I greci consideravano l’eros inferiore solo all’agapè: la forma di amore perfetto perché di totale comunicazione e vicinanza. Nei vangeli in greco, Gesù si rivolge ai suoi apostoli utilizzando la parola agapè, mentre questi, che non ne capiscono il significato, gli rispondono spesso con la parola filia: che significa amicizia.
Il significato della preghiera è quindi quello della più alta forma di comunicazione tra due soggetti: Dio e l’Uomo.
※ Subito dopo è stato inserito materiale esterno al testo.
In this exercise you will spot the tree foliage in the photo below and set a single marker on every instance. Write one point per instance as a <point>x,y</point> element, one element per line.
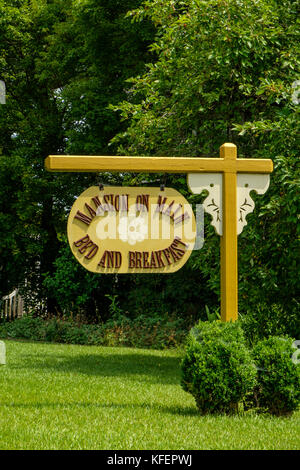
<point>217,71</point>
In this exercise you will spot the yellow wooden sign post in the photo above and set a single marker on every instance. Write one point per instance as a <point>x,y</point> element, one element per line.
<point>230,209</point>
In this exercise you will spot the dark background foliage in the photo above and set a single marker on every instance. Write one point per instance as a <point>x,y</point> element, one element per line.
<point>205,72</point>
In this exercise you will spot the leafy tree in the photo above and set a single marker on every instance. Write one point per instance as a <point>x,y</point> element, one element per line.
<point>226,71</point>
<point>61,63</point>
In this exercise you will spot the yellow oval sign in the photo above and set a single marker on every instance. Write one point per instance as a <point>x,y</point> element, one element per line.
<point>131,230</point>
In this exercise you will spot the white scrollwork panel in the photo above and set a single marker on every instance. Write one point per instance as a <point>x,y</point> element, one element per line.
<point>213,204</point>
<point>247,182</point>
<point>211,182</point>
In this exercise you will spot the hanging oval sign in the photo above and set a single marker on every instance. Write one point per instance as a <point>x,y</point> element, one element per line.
<point>131,230</point>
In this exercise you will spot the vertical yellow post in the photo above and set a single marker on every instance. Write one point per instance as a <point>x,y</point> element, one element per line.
<point>229,260</point>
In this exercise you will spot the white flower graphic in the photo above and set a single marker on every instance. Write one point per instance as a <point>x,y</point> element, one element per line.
<point>133,229</point>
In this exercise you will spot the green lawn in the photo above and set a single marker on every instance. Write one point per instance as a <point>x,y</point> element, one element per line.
<point>85,397</point>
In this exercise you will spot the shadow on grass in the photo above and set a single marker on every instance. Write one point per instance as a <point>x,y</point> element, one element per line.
<point>171,410</point>
<point>141,366</point>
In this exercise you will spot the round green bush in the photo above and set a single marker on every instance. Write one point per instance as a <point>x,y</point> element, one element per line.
<point>217,368</point>
<point>278,383</point>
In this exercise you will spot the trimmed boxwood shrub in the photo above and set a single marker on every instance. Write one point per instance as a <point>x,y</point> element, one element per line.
<point>217,368</point>
<point>278,386</point>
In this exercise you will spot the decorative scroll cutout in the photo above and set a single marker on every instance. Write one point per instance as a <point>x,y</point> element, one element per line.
<point>213,205</point>
<point>211,182</point>
<point>245,184</point>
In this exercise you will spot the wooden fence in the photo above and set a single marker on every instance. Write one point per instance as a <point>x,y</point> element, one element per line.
<point>12,306</point>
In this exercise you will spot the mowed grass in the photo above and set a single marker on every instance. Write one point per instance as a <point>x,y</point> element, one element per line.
<point>84,397</point>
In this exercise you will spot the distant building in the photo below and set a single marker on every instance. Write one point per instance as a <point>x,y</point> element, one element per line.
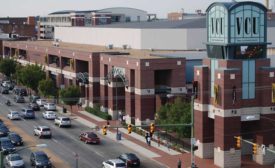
<point>87,19</point>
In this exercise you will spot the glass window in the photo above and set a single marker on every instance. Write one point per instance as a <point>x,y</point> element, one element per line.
<point>248,79</point>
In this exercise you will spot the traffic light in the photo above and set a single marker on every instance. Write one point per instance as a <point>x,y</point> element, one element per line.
<point>254,148</point>
<point>129,128</point>
<point>152,128</point>
<point>238,144</point>
<point>104,130</point>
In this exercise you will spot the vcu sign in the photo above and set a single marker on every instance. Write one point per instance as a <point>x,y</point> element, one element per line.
<point>237,22</point>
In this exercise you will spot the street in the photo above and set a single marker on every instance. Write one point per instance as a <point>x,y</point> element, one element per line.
<point>65,143</point>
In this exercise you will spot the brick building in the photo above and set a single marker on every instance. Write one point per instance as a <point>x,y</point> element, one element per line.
<point>235,86</point>
<point>130,81</point>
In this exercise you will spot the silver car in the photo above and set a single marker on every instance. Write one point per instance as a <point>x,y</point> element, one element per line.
<point>15,160</point>
<point>14,115</point>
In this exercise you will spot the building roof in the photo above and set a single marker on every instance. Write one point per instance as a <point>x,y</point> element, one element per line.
<point>133,53</point>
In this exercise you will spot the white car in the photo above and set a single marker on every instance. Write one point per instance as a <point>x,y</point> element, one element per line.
<point>14,115</point>
<point>49,115</point>
<point>50,106</point>
<point>14,160</point>
<point>41,102</point>
<point>63,121</point>
<point>113,163</point>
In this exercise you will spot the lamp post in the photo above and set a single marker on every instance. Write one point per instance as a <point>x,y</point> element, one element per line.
<point>2,152</point>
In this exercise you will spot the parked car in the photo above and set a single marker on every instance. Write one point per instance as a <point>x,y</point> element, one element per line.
<point>49,115</point>
<point>14,115</point>
<point>4,90</point>
<point>42,131</point>
<point>40,159</point>
<point>130,159</point>
<point>19,99</point>
<point>6,146</point>
<point>41,102</point>
<point>89,137</point>
<point>27,113</point>
<point>4,130</point>
<point>63,121</point>
<point>14,160</point>
<point>113,163</point>
<point>34,106</point>
<point>15,139</point>
<point>34,98</point>
<point>50,106</point>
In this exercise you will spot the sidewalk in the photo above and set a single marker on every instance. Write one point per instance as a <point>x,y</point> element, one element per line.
<point>161,154</point>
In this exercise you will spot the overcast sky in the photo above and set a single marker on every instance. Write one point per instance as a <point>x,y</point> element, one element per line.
<point>16,8</point>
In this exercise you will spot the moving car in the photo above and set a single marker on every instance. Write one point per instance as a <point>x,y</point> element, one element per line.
<point>49,115</point>
<point>34,106</point>
<point>42,131</point>
<point>113,163</point>
<point>14,160</point>
<point>63,121</point>
<point>130,159</point>
<point>15,139</point>
<point>41,102</point>
<point>6,145</point>
<point>27,113</point>
<point>89,137</point>
<point>19,99</point>
<point>40,159</point>
<point>13,115</point>
<point>4,130</point>
<point>50,106</point>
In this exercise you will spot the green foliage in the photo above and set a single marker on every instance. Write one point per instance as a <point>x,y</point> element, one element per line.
<point>47,88</point>
<point>8,66</point>
<point>70,95</point>
<point>177,113</point>
<point>96,111</point>
<point>30,76</point>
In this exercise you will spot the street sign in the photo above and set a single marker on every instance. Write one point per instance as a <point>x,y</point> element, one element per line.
<point>263,149</point>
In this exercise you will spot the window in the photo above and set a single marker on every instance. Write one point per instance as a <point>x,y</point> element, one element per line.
<point>214,66</point>
<point>248,80</point>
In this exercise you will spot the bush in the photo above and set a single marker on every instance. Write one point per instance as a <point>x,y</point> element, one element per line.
<point>96,111</point>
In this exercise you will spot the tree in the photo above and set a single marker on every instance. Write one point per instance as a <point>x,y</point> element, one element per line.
<point>47,88</point>
<point>8,66</point>
<point>70,95</point>
<point>30,76</point>
<point>177,113</point>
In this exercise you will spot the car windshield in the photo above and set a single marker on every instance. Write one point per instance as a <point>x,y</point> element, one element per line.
<point>15,157</point>
<point>120,164</point>
<point>41,157</point>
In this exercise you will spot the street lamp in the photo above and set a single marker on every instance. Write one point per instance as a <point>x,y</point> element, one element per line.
<point>2,152</point>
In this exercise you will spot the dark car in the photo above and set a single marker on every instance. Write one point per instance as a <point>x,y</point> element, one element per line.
<point>39,159</point>
<point>27,113</point>
<point>4,90</point>
<point>19,99</point>
<point>89,137</point>
<point>15,139</point>
<point>6,145</point>
<point>4,130</point>
<point>34,106</point>
<point>130,159</point>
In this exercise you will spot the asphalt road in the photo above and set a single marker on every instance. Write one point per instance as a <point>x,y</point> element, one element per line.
<point>65,143</point>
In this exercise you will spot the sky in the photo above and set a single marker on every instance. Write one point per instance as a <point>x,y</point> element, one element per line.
<point>22,8</point>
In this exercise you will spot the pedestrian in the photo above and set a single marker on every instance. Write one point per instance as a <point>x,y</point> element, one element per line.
<point>158,141</point>
<point>179,163</point>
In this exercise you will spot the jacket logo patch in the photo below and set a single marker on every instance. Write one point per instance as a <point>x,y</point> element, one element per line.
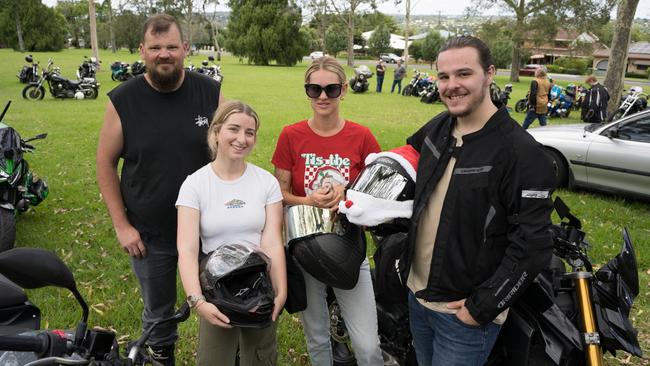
<point>432,147</point>
<point>476,170</point>
<point>201,121</point>
<point>534,194</point>
<point>235,203</point>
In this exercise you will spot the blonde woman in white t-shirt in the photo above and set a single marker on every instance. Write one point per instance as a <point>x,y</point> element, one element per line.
<point>231,200</point>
L’agapè è la forma di amore completa: la comunione di corpo e spirito che rende l’uomo simile a Dio perché parte di Dio. Il che spiega non solo il dogma del culto della Santa Vergine Maria, la donna perfetta perché più vicina al creatore, ma spiega perché, nella chiesa cattolica i sacerdoti non possono sposarsi. In pratica lo sono già.
L’eros invece, rappresenta la più elevata forma di comunicazione tra persone, ma mentre l’eros può diventare agapè: l’amore eterno, l’agapè non può diventare eros perché perfetto in se stesso.
Questa concezione derivante dalla filosofia scolastica ha alimentato non pochi miti esoterici originando anche riti di preghiere a sfondo sessuale come i famosi ieros gamos.
Nella realtà, mentre la passione sfrenata finisce per dividere l’uomo dalla sua realtà in quanto rende l’altro simile ad un oggetto, l’eros ne esalta la bellezza e le qualità umane e morali. Comprendere questo significa capire perché nel rinascimento il nudo era considerata arte sacra e il ritratto di una donna vestita arte profana.
Ai giorni nostri l’ignoranza su un tema così delicato ed importante rappresenta la reale fonte di separazione delle coppie le quali pongono fine ai propri rapporti perché hanno perso la capacità di gestire le proprie emozioni, anche e soprattutto in momenti di difficoltà che nella vita si presentano spesso.
La maggiore difficoltà è la quotidianità che rende insopportabile l’apparenza ordinaria della vita. L’apparenza però inganna. Solamente la conoscenza di se stessi, che è il viaggio più lungo da fare, può far superare prove che altrimenti sono insuperabili.
La conoscenza di se stessi è prima di tutto confronto con l’altro. I rapporti umani hanno bisogno di tempo e raramente sono stabili. Mutano come l’umore delle persone. Saperli affrontare, senza farsi influenzare da vincoli esterni, significa assumersi la responsabilità della vita che deriva dalla conoscenza di sé. Sapersi accettare, significa conoscersi.